Waspadai Rasa Kantuk Saat Berkendara di Bulan Ramadan

4
Bulan Ramadan 2017

SULSELSATU.com – Selama bulan Ramadan, jam dan pola tidur menjadi terganggu. Aktivitas yang padat di bulan Ramadan membuat waktu istirahat kita berkurang. Akhirnya, tak jarang jika kita terserang kantuk, utamanya di siang hari.

Kondisi ini pun ternyata berbahaya bagi diri kita. Utamanya, saat tengah berkendara di jalan raya.

Ya, berkendara dalam kondisi mengantuk sangat berbahaya. Bahkan, bahayanya sama seperti berkendara dalam kondisi mabuk.

Tidak ada obatnya selain harus meluangkan waktu berhenti sejenak di pinggir jalan untuk tidur, kurang lebih sekitar 10 hingga 15 menit.

Koordinator Jaringan Aksi Keselamatan Jalan (Jarak Aman), Edo Rusyanto menjelaskan, selama bulan puasa ini wajib menjaga kebugaran tubuh.
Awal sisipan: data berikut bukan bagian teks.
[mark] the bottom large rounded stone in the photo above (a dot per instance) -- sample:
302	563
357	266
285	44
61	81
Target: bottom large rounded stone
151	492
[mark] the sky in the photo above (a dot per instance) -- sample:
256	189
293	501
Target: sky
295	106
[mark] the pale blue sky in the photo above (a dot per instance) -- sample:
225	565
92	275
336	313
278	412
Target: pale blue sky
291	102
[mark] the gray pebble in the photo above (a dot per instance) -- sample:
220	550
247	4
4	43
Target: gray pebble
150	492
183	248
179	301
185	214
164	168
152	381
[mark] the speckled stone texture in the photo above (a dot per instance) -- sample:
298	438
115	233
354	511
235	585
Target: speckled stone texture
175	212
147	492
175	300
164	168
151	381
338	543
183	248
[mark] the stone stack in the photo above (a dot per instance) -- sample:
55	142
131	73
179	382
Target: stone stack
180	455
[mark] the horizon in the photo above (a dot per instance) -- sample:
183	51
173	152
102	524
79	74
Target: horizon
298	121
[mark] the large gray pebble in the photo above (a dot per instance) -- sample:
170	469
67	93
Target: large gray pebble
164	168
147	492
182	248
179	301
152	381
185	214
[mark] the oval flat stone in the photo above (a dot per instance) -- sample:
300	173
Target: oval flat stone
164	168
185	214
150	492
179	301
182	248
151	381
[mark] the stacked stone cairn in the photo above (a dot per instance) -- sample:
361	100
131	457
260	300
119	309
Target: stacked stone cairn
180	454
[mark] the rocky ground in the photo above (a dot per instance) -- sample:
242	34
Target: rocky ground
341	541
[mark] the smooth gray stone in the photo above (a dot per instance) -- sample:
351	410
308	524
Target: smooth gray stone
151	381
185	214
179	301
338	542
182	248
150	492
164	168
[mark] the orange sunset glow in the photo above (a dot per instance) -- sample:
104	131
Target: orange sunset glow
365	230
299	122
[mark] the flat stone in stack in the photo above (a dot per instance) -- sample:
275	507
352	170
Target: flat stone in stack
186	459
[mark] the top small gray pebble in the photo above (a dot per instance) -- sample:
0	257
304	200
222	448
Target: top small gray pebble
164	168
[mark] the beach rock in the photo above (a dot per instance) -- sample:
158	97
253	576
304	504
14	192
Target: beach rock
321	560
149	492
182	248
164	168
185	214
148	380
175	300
Usahakan istirahat cukup dan makan secukupnya ketika sahur dan buka puasa.

“Minum air putih yang banyak ketika sahur, dan hindari makan gorengan agar tidak dehidrasi dan cepat mengantuk nantinya,” kata Edo, seperti dilansir Kompas.com, Senin (29/5/2017).

Jam rawan kantuk, selama bulan puasa ini mulai pagi hari ketika berangkat ke kantor, usai Shalat Dzuhur, dan jam pulang kantor sekitar pukul 15.00 hingga 17.00 WIB.

Merujuk Undang-undang No 22/2009 tentang Lalu Lintas dan Angkutan Jalan (LLAJ), mewajibkan seluruh pengemudi berkonsentrasi. Dalam penjelasan UU tersebut dijelaskan bahwa salah satu yang bisa merusak konsentrasi adalah mengantuk ketika mengemudi.

Oleh karena itu, seseorang dilarang mengemudi saat mengantuk. Para pelanggar aturan ini bisa dikenai sanksi pidana penjara maksimal tiga bulan. Atau, denda maksimal Rp 750.000.